Outro caso de identificação autor-personagem está representado em Repulsa ao sexo (Repulsion, 65), de Roman Polansky, onde os pesadelos da protagonista (Catherine Deneuve), apresentados como objetivos, não são mais que o fruto da personagem psicopata, uma manicure sexualmente reprimida que se isola em seu apartamento e vai enlouquecendo.

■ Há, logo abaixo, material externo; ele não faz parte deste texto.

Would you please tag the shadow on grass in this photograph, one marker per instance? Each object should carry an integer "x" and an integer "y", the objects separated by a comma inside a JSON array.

No polo oposto situam-se, pela sua objetividade extrema, filmes como Nashville, de Altman, uma crônica de cinco dias da vida de uma cidade no Tennessee, Nashville, na hora do show business e de uma campanha eleitoral que serve como um testemunho à beira do desespero sobre os Estados Unidos contemporâneos. Também Lancelot, de Robert Bresson, e Nicht Versohnt, 65, de Jean-Marie Straub, obras centradas numa radical objetividade e construídas de modo a esvaziar qualquer identificação personagem-espectador e, também, redutíveis ao ponto de vista exclusivo do realizador onisciente.
Existem também filmes nos quais os pontos de vista são contraditórios ou contrastantes entre si. Rashomon, 1950, de Akira Kurosawa, filme que projetou o cinema japonês no mercado internacional, é um exemplo bem marcante. A fábula se passa no século XV numa floresta perto de Tóquio, quando um bandido afirma que matou um samurai depois de violentar a mulher dele. A mulher, porém, diz que foi ela quem matou seu próprio marido. Surge, então, a alma do morto que conta a todos, estupefatos, como se suicidou. Mas um açougueiro que a tudo ouvia, dá uma quarta versão. Em Rashomon, portanto, são fornecidos três pontos de vista diferentes do mesmo fato, todos igualmente espectáveis, até emergir deles um quarto que é o verdadeiro.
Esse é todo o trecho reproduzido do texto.